Interestingly, the very license that worked hardest to protect code and user freedom also happened to be the license that most enabled companies to build successful businesses, from Red Hat to MySQL. Once the cloud arrived, however, the GPL lost all potency and the Affero GPL hack did little to sustain it. It was a poor compromise that failed to protect code/user freedom and failed to give corporations confidence that they could use it. (It did, however, allow cloud companies to make billions by monetizing a steady supply of free and open source software to which they contribute little or nothing. What a bargain!)
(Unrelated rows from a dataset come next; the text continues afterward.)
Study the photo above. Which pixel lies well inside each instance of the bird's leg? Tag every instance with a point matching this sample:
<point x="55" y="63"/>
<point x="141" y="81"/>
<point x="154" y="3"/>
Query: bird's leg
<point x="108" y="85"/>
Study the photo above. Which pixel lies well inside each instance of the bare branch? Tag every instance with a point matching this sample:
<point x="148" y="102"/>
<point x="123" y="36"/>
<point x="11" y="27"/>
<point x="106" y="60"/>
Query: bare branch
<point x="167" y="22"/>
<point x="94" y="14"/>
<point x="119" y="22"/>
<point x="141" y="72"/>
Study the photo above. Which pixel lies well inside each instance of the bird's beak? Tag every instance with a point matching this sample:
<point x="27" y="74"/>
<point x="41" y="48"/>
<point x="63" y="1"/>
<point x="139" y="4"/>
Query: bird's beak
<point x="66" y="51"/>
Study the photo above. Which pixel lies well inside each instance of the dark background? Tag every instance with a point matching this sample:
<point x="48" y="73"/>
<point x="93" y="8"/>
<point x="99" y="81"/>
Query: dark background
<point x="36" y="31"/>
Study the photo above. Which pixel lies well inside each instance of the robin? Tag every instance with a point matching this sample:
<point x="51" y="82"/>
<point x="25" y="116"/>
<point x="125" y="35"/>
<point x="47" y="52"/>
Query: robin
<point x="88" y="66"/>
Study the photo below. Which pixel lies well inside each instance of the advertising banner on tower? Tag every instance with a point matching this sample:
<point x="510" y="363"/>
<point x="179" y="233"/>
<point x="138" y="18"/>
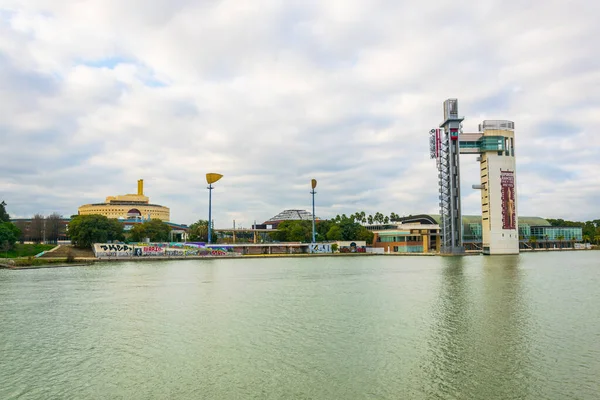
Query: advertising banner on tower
<point x="507" y="185"/>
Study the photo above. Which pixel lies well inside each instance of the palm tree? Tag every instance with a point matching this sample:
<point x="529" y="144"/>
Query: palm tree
<point x="560" y="239"/>
<point x="532" y="241"/>
<point x="586" y="238"/>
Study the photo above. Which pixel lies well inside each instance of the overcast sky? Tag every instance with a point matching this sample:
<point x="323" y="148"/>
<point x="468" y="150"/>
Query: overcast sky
<point x="97" y="94"/>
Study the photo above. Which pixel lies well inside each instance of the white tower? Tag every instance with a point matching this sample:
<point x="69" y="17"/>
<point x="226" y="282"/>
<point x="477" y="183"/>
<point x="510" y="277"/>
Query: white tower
<point x="500" y="225"/>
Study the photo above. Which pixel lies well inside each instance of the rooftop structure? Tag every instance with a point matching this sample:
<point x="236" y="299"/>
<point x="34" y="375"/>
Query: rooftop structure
<point x="128" y="206"/>
<point x="289" y="215"/>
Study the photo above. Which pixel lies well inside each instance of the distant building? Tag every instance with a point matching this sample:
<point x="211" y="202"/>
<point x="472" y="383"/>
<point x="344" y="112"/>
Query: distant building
<point x="534" y="232"/>
<point x="285" y="215"/>
<point x="128" y="206"/>
<point x="407" y="237"/>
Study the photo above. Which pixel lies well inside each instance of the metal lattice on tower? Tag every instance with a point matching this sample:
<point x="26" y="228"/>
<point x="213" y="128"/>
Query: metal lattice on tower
<point x="444" y="147"/>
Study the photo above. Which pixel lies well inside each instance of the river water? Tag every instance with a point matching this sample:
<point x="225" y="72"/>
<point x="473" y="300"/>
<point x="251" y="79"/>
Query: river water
<point x="501" y="327"/>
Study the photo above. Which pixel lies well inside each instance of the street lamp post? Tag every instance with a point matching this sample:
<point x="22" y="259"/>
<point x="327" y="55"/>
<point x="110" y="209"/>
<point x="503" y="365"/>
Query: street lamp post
<point x="210" y="179"/>
<point x="313" y="184"/>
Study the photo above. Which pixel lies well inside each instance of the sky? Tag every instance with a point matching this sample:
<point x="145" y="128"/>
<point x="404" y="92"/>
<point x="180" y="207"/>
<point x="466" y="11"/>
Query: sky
<point x="97" y="94"/>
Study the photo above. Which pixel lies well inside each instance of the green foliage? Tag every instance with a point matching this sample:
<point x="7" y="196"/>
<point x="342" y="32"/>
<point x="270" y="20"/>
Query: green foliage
<point x="9" y="234"/>
<point x="155" y="230"/>
<point x="199" y="231"/>
<point x="341" y="227"/>
<point x="85" y="230"/>
<point x="4" y="217"/>
<point x="25" y="250"/>
<point x="334" y="233"/>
At this point, some readers are screaming, “But those so-called open source companies don’t care about code freedom! They only care about money!!”
More free code, more good
Does that matter? Does it matter even a tiny bit? It does not. If the code is free, the downstream user can take it, use it, modify it, and distribute it, so long as they keep the code free and open. As the license says, “You must cause any work that you distribute or publish, that in whole or in part contains or is derived from the Program or any part thereof, to be licensed as a whole at no charge to all third parties under the terms of this License.” Why would anyone care about the motivations behind using the license, so long as the end result—code freedom—remains?
I’m convinced that if a company today wrote the GPL exactly as Stallman penned it decades ago—word for word identically—it would be rejected by the OSI. Why? Because people would claim (probably correctly) that the intent behind the words was different. But should that matter? Shouldn’t the text of the license (which persists long after intentions may have changed) be the standard? Shouldn’t we be grateful for free software, no matter why it was licensed as such?
In 2007, Charlie Babcock wrote, “One of the great ironies of the GPL, 17 years after its creation, is that it has become an unabashed creator of companies that compete effectively.” We can wring our hands over whether companies like MySQL (in its day) used the GPL for freedom-loving purposes or whether it served a corporate end, but in 2024 let’s just be grateful that 30 years after MySQL development began, we still get to use it as free software, thanks to the GPL.
We need to make copyleft real again, updating or creating a new OSI-approved license for the cloud. This will serve the needs of those in Stallman’s camp who want code freedom, as well as the corporate types who want a strong business (which, in turn, fuels the development of more code). Oh, it also serves the needs of those people who like code freedom and also like paying their rent. Either way, we all win because we’ll have more free and open source software.